An analytic development of CB-DNA Fingerprinting for conventional QAM features is presented as well as its application to verification-based rogue detection demonstrated using ZigBee RZSUBSTICK communication devices. Results are based on experimentally collected signals with postcollection fingerprint generation and authorized versus rogue device ID verification performed for 120 unique networks consisting of seven authorized and three unauthorized attacking rogue devices. Collective authorized device discrimination results for all 120 network configurations using an MDA classifier included (1) average cross-class percent correct classification of %C > 90% achieved for SNR ≥ 12 dB and (2) identification of device dependent verification thresholds yielding True Verification Rates (true positive) of TVR = 95% for all authorized network devices. The MDA network models were used for rogue device ID verification and Rogue Rejection Rate (RRR) (true negative) estimated for all rogues presented to the networks. Collective rogue device detection results for SNR ≥ 12 dB included (1) cumulative average burst-by-burst RRR ≈ 94% across 2520 total rogue attack scenarios and (2) performance across 252 attacks per individual devices spanning 83.32% < RRR < 99.81%. As a first successful proof-of-concept demonstration using CB-DNA Fingerprinting with conventional communication constellation features, these results are promising and further research is warranted.

Data Availability

The data used to support the findings is generally unavailable due to public releasability constraints. However, please contact the corresponding author for special release consideration.

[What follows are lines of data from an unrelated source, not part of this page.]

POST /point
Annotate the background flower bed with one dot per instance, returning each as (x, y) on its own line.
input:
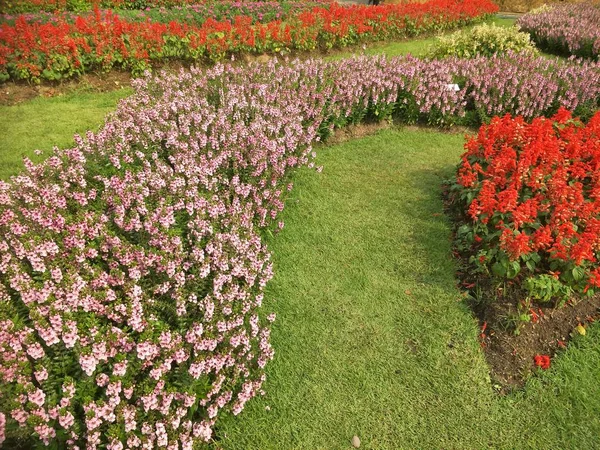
(483, 40)
(23, 6)
(189, 14)
(132, 265)
(34, 51)
(565, 29)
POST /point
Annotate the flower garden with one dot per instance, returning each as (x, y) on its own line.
(137, 264)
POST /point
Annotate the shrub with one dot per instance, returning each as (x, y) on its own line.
(482, 40)
(190, 14)
(53, 51)
(565, 29)
(530, 194)
(29, 6)
(132, 267)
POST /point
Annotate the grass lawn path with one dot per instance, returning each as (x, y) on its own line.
(371, 338)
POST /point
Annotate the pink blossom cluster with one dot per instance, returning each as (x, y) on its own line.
(132, 269)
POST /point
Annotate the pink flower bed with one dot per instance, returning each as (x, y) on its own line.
(132, 269)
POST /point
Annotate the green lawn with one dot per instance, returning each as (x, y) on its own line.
(42, 123)
(367, 306)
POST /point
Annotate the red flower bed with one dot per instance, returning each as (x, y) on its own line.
(104, 40)
(532, 197)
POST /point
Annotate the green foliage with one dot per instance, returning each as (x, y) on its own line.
(482, 40)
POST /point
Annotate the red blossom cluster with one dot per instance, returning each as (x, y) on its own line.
(532, 192)
(104, 40)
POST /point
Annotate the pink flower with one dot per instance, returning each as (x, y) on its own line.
(37, 396)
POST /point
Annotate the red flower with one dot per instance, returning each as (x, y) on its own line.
(542, 361)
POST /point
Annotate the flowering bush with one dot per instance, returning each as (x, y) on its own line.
(484, 40)
(532, 197)
(565, 29)
(190, 14)
(19, 6)
(132, 267)
(103, 40)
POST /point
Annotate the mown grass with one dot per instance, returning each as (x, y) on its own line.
(372, 338)
(43, 123)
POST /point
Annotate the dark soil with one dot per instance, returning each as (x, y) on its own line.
(510, 344)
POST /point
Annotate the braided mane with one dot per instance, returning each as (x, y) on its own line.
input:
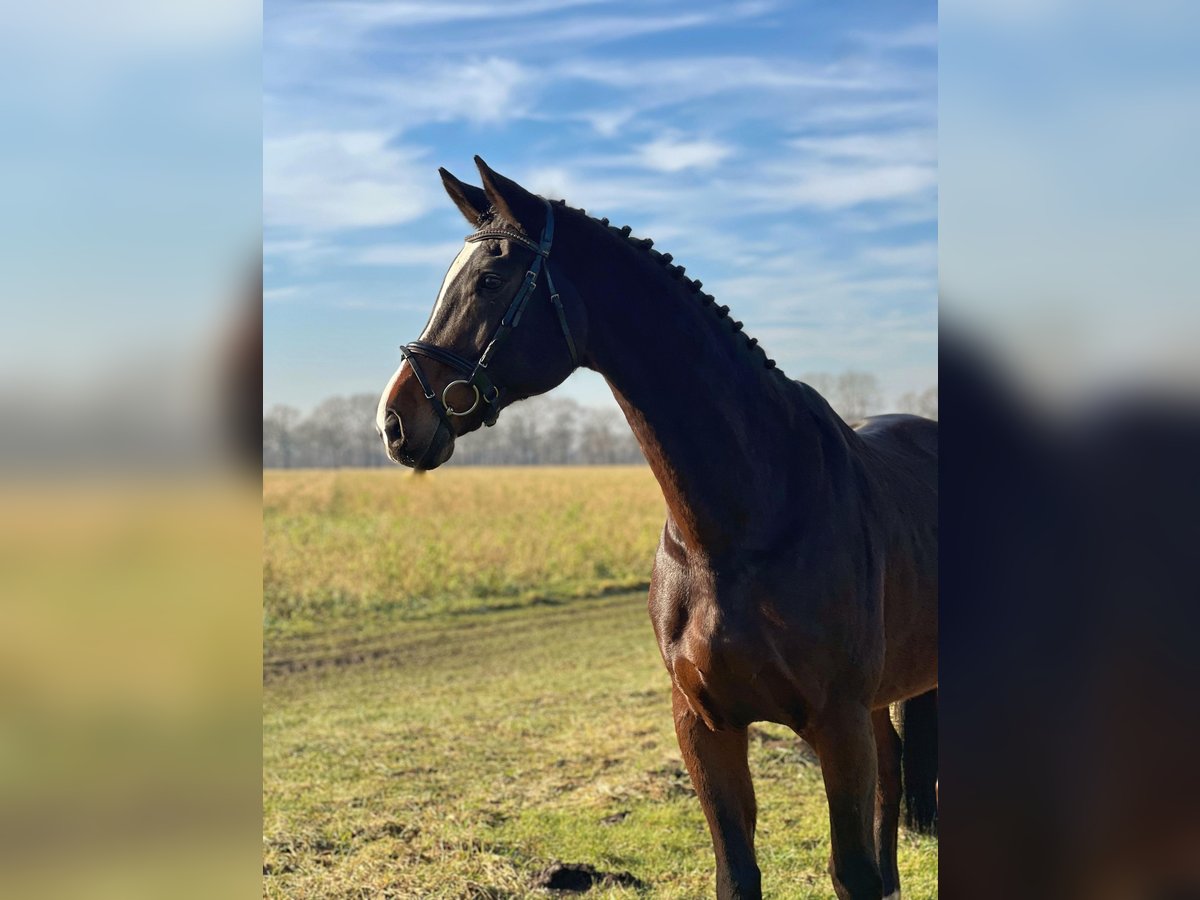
(677, 271)
(490, 217)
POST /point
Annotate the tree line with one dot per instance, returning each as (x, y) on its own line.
(540, 431)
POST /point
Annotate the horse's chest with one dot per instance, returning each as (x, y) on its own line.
(730, 655)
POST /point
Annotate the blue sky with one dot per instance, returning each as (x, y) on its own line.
(784, 153)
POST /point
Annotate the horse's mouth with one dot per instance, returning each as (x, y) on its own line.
(436, 453)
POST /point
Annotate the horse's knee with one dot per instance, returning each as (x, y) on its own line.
(739, 882)
(856, 880)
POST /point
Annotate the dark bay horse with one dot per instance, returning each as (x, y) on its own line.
(796, 580)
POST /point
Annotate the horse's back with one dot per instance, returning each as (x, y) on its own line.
(909, 439)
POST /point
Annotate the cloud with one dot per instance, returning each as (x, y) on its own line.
(408, 255)
(916, 145)
(481, 91)
(323, 181)
(922, 36)
(676, 155)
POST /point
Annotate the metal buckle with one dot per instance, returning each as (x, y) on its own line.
(450, 409)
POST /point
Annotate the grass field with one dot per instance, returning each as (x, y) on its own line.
(453, 738)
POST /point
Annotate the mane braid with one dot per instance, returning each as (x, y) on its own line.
(677, 271)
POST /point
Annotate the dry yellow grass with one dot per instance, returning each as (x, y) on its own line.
(351, 544)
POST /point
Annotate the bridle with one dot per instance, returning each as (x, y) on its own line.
(477, 376)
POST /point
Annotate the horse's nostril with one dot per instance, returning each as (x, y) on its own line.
(391, 429)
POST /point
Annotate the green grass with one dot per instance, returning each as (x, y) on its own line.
(427, 750)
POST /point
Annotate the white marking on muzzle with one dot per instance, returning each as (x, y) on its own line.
(382, 409)
(456, 267)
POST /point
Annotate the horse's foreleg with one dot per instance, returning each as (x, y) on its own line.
(845, 742)
(887, 801)
(720, 773)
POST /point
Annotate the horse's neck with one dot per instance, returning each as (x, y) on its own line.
(737, 448)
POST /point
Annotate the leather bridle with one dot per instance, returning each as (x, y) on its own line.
(477, 375)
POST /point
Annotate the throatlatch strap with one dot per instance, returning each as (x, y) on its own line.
(489, 394)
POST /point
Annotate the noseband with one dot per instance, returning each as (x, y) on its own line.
(477, 377)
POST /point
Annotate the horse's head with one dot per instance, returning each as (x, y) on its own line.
(505, 325)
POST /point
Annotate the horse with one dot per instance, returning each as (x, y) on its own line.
(796, 577)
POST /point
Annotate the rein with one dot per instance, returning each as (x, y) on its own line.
(477, 376)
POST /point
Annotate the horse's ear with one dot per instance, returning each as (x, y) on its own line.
(471, 201)
(511, 202)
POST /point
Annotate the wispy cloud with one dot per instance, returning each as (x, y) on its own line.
(667, 154)
(319, 181)
(407, 255)
(796, 177)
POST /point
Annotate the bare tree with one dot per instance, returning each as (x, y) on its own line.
(924, 403)
(857, 395)
(279, 438)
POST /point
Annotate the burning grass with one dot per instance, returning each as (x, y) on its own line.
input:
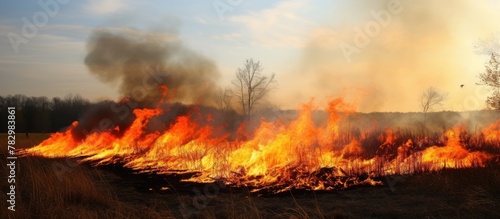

The views expressed in this paper are those of the authors and do not reflect the official policy or position of the Air Force Institute of Technology, the Department of the Air Force, the Department of Defense, or the US Government. This paper is approved for public release, Case#: 88ABW-2018-2040.

Conflicts of Interest

The authors declare that they have no conflicts of interest.